Голос няни певуче звучал сквозь завывания ветра за окном — и он из своего небогатого, но всё же барского особняка переносился в её крестьянскую ветхую лачужку с обветшалой соломенной кровлей, с пугливыми тенями по углам и дремотным жужжанием веретена. Вой ветра, снег, метель. Спит Россия глубоким сном. Может быть, она копит силы? Пока не удалось горстке героев великим подвигом своим пробудить её...
Но за письменным столом он испытывал чувство счастья. Вот что спасло его — упорство труда. И никогда прежде родник не бил так сильно.
Он перелистывал привезённую из Кишинёва «масонскую» тетрадь размером в лист, в чёрном кожаном переплёте, на котором был масонский знак — треугольник и в нём буквы «OV», что означало «Овидий». Рядом со стихами заметки, черновики писем, короткие записи, а по полям разбросано множество быстрых рисунков. Всё вперемешку: за монологом Пимена набросок из «Цыган», потом «Сожжённое письмо», потом строфы четвёртой главы «Евгения Онегина», снова сцены к трагедии, снова строфы четвёртой главы.

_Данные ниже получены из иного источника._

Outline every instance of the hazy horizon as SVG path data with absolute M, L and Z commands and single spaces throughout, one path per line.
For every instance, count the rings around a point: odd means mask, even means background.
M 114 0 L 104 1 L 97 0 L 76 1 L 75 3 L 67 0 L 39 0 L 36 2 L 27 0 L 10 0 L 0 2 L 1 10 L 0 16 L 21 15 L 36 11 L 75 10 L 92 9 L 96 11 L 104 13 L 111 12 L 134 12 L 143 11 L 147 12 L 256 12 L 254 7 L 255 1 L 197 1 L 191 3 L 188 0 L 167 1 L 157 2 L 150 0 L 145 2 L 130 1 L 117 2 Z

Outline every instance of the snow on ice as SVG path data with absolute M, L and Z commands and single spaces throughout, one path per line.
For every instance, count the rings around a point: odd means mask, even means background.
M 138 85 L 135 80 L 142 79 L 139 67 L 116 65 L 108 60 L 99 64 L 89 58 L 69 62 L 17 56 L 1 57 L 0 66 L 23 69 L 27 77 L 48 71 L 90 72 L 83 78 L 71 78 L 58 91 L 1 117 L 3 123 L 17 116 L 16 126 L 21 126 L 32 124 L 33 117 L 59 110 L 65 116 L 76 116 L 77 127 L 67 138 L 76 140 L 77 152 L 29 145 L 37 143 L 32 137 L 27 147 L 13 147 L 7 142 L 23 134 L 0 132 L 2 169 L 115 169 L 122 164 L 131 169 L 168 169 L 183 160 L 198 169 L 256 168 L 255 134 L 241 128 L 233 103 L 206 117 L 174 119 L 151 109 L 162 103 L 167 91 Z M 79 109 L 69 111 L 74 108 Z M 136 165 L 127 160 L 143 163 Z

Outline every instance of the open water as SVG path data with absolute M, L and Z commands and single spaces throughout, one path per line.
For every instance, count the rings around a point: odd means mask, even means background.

Он усиленно работал над обширной своей поэмой. Перспектива прояснилась, и он с огромной энергией и небывалой быстротой закончил четвёртую главу и принялся за пятую. Но после «Графа Нулина» сама поэзия его изменилась.
Прежде в «Евгении Онегине» не было сцен голой действительности. Прежде то, что почиталось низким, он не делал предметом высокой поэзии. А теперь в простых, звучных, поэтических строфах он изобразил собственную жизнь в глухой деревне.
Всё же напряжённая работа не отвлекала мыслей от потрясения 14 декабря, и на полях тетрадей он то и дело рисовал профили знакомых лиц. Кюхельбекер! Пойман, схвачен пылкий и беззащитный Вилли... Так хотелось хоть как-то подать голос другу! И он придумал. Кюхельбекер в статье в «Мнемозине» высказал мысли — во многом спорные, частью справедливые и тонкие — о направлении нынешней русской поэзии. И вот под видом полемики с ним он посвятил другу несколько строф. Конечно же прямо к развитию сюжета эти строфы не относились, но разве не имел он права на отступления, хотя бы связав его с любовью и наивным песнопением Ленского!
Это был голос Билли, голос восторженного, эрудированного энтузиаста Кюхельбекера.
А пятую главу с именами Татьяны он насытил русским пейзажем, русским фольклором, русскими обычаями. Теперь носителем и выразителем всего русского, народного стала любимая героиня — Татьяна, взросшая на соках родной земли и впитавшая сама дух старины.
Та самая Татьяна, которая в начале поэмы была лишь уездной романтической барышней, воспитанной на французских романах! Теперь страшный её сон должен был ещё резче подчеркнуть её связь с народными преданьями и поверьями, ужасными видениями предсказать последующие драматические события.